Die JR West Miyajima Ferry andererseits wird direkt von JR West betrieben. Damit ist eine Durchtarifierung mit dem Streckennetz der JR-Bahnen möglich. Im Japan Rail Pass ist die Nutzung der Fähre inkludiert.

Egal für welche der beiden Gesellschaften sich Besucher der Insel entscheiden: Der Besuch ist nur gegen Entrichtung einer Tourismusabgabe (Miyajima Visitor Tax) möglich. Mit 100 Yen (0,65 €) trägt jeder Tagestourist zum Erhalt der Natur und des kulturellen Erbes der stark frequentierten Insel bei. Die Bezahlung der Gebühr erfolgt vergleichbar zum Kauf einer Fahrkarte. An mehreren Automaten sind „Tourist Tax Tickets“ erhältlich, die bei der Fahrscheinkontrolle am Zugang zum Anleger eingesammelt werden.

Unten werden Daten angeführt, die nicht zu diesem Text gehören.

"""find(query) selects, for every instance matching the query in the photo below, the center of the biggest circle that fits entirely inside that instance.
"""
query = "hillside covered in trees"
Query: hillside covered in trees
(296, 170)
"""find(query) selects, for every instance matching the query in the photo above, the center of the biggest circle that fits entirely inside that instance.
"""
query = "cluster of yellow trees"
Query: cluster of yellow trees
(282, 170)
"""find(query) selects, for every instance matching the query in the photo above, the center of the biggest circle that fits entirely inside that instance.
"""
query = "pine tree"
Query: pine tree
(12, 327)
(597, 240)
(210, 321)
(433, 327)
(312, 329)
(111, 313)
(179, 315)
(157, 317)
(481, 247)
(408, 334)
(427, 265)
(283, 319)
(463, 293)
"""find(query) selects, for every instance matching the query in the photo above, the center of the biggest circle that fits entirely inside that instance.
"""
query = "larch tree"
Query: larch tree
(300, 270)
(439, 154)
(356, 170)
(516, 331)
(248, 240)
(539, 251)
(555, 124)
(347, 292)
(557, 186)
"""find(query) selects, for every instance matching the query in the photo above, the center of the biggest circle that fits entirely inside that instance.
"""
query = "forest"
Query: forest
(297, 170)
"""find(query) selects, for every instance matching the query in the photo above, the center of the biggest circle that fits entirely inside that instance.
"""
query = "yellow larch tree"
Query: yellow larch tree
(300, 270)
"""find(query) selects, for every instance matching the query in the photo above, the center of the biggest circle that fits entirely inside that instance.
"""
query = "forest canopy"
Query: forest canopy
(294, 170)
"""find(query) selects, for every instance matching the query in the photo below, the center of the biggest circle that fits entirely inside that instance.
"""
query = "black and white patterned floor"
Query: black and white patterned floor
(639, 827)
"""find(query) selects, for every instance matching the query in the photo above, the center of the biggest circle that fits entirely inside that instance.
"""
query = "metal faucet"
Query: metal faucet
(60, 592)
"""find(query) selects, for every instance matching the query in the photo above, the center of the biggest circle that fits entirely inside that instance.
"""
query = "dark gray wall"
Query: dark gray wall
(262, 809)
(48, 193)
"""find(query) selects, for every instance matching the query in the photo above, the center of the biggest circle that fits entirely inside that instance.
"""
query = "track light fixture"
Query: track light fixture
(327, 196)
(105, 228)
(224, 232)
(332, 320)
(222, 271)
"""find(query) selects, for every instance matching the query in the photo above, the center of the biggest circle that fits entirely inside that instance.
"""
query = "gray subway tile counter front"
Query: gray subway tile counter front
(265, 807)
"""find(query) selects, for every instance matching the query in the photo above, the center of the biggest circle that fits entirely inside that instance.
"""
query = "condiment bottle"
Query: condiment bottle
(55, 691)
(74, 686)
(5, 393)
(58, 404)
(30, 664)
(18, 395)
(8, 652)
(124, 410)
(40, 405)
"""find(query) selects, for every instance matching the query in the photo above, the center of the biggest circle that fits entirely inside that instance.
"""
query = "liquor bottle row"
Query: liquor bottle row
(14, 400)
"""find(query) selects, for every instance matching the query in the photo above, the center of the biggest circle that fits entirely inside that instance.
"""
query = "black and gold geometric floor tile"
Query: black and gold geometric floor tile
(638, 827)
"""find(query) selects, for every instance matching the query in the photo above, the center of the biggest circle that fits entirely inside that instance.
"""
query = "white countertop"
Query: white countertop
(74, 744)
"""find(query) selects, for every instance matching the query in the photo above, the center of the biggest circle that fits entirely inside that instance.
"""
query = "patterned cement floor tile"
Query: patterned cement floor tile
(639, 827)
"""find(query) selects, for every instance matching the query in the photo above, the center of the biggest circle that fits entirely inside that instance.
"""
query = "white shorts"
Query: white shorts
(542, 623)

Die Insel Miyajima heißt eigentlich offiziell Itsukushima. Sie wird aber allgemein Miyajima genannt, was in etwa „Insel des Schreins“ bedeutet. Im 19. Jahrhundert wurde vor dem größten Schrein der Insel dieses markante Torii gebaut, nachdem dort bereits über Jahrhunderte ein kleineres stand. Die Besonderheit: Der Wasserstand um das Torii ist stark von den Gezeiten abhängig. Bei Flut, so wie im Bild, scheint das Torii vollständig im Wasser zu schweben und Boote können es passieren. Bei Ebbe dagegen zieht sich das Wasser bis hinter das Torii zurück, sodass es „trockenen“ Fußes erreicht und durchschritten werden kann. Der Anblick des „schwimmenden“ Torii bei Flut gehört zu den „drei schönsten Landschaften Japans“, wobei ich die Übersetzung etwas unglücklich gewählt finde. Die englische Übersetzung „Three Views of Japan“ beschreibt es meiner Meinung nach besser. Es handelt sich nämlich um drei Landschaften (jap. sankei, wobei „san“ das Zahlenwort für „drei“ ist und „kei“ hier für „Landschaft“ steht), die von den Künstlern und Philosophen des 17. Jahrhunderts als besonders inspirierend bezeichnet wurden. 1915 hat ein Verlag per Wahl durch seine Leser eine neue Liste mit drei weiteren Landschaften, die als „New Three Views of Japan“ bezeichnet werden, heraus gegeben. Zudem gibt es auch je eine alte und neue Liste für Nachtansichten.
Wie dem auch sei: Der Anblick des schwimmenden Torii ist sehr beeindruckend! Bleibt noch die Frage zu klären, zu welchem Schrein das Torii gehört.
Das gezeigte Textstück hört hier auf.